En mi primer viaje al Padre Ignacio, hace varios años atrás, al famoso “cura sanador”, recuerdo que iba con muchas expectativas, creyendo que iba a ver a un “showman”, me imaginaba muchas cosas de ese Padre milagroso, pues se oían muchas cosas de él, de las famosas sanaciones que realizaba.
Partiendo desde Córdoba Capital, nos dirigimos en grupo hacia la ciudad de Rosario, Santa Fe, en donde se encuentra la Parroquia Natividad del Señor, en la que el Padre Ignacio Peries ejerce su ministerio sacerdotal.
Después de esperar algunas horas, se abrieron las puertas de la parroquia y por fin pude ingresar a ese lugar que tanto había soñado e imaginado. Mi expectativa aumentaba. Se rezó primero, pero durante la oración, vi a un hombre de morena piel ingresar muy rápido, verificando y chequeando si el sonido estaba bien, si todo estaba perfecto para comenzar la misa. Vestía pantalones holgados, con una sencilla camisa manga corta y una especie de mocasines muy cómodos. Su autoridad hacia los servidores, músicos y los profesionales del canal que iban a filmar la misa se hacía sentir. Aquí y allá daba órdenes rápidamente, y como lo veía desde arriba, donde me había acomodado, no podía ver bien su rostro, sólo vi que tenía una negra barba tupida y bien cuidada como su renegrido pelo cuidadosamente cortado. – ¡Que eficiente que es el organizador de la misa! – le susurré a mi esposo. A lo que, para mi sorpresa, él me respondió que era el propio y mismísimo Padre Ignacio. Como cualquier hombre común, ingresando antes de dar apertura a la misa para verificar que todo esté perfecto, confirmando así su humildad de espíritu y su autoridad también.

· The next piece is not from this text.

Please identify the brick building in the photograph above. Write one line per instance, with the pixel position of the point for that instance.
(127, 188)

Su sermón fue tranquilo con su fuerte acento extranjero, por ser él nacido en Sri Lanka (antes llamada Ceylan o Ceilán), y lo traducía al mismo tiempo al inglés, lo que me hizo deducir que su misa llegaba también a países de habla inglesa.
Llegó la hora de la bendición y se apagaron las cámaras y luces de filmación. Ese momento es sagrado, único, especial, pero no era nada de lo que yo había pensado que podría ser. El “showman” que yo había imaginado, era un hombre común, que desvistiéndose de su casulla y estola eclesiástica y quedándose solamente con el alba (túnica) y el cíngulo, se paró en medio de la parroquia, mientras los servidores nos acomodaban para ir pasando de a dos frente a él. Todo era muy rápido, pero… ¿Quién dijo que por ser rápido Dios no le mostraba a él tu situación?

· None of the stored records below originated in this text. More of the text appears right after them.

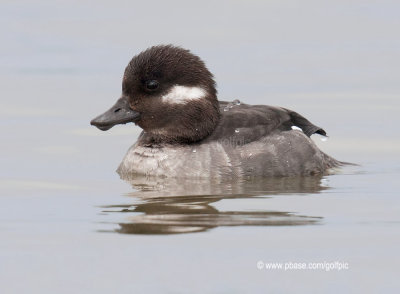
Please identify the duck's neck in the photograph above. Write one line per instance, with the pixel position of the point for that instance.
(195, 122)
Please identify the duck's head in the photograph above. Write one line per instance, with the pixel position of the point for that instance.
(169, 93)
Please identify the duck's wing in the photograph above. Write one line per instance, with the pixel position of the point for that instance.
(255, 121)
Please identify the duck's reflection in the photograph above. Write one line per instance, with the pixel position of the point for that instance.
(165, 206)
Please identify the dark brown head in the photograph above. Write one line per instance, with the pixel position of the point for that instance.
(169, 93)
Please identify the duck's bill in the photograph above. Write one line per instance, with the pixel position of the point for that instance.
(120, 113)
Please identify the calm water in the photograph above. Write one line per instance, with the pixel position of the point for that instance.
(68, 224)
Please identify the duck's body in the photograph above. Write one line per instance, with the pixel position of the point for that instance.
(249, 141)
(188, 133)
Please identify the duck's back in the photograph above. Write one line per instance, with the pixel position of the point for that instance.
(249, 141)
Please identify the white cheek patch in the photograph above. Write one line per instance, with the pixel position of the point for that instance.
(181, 94)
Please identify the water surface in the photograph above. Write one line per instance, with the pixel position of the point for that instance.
(68, 224)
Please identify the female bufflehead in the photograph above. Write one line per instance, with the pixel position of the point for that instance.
(188, 133)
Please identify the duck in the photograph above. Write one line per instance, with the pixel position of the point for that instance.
(188, 133)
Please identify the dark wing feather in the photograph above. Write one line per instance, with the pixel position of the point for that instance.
(255, 121)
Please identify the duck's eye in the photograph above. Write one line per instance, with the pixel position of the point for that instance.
(152, 84)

Cuando me tocó el turno de pasar, detrás de mí venía mi esposo, como si fuera otra persona ajena a mí, pero pasando yo, él le agarró a mi esposo al mismo tiempo y nos unió a ambos en su pecho (¿cómo dedujo que éramos marido y mujer?), mientras le decía cosas en un idioma que yo desconocía a una servidora, pero que pude entender dos palabras; dos palabras que sabíamos de qué se trataba con mi compañero de vida. La servidora nos tradujo lo que él nos había ordenado para hacer y en nuestras manos colocó un papel con una oración. Apenas escuchamos las palabras de la muchacha, rompimos a llorar con mi esposo y así salimos del recinto sagrado: abrazados y llorando, conmovidos por la revelación que ese hombre de mediana estatura, tez morena y de mirada penetrante había recibido sobre nuestras vidas. ¡Está demás decirles que nuestra situación cambió rotundamente en un 100%! Claro que la vida no sigue todo color de rosa, pero vivimos el día a día como si fuera un verdadero milagro: ¡El milagro de la vida!

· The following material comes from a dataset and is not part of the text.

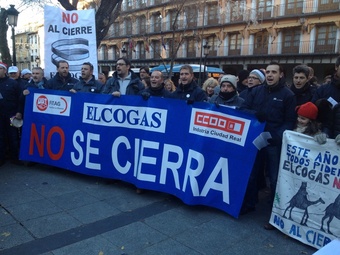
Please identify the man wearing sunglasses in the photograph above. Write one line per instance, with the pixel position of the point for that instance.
(124, 81)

En el camino de retorno, escuchamos tantos testimonios de otros viajeros que parecían sacados de un cuento con final feliz. Desde cánceres hasta infertilidad masculina y femenina curadas, personas con depresión siendo libres del agobio…y tantos pesares más que existen en este plano existencial.
Lo que sí, él siempre aclara y lo repite que todos debemos entender, que El que sana no es él, sino Dios, a través de un don que se le concedió por su gracia. Entonces, demos gracias a Él, que nuestro querido Padre Ignacio es un Siervo obediente y fiel a su Señor y cumple el mandato de multiplicar sus talentos.
¡Toda la Gloria sea dada al Señor Dios!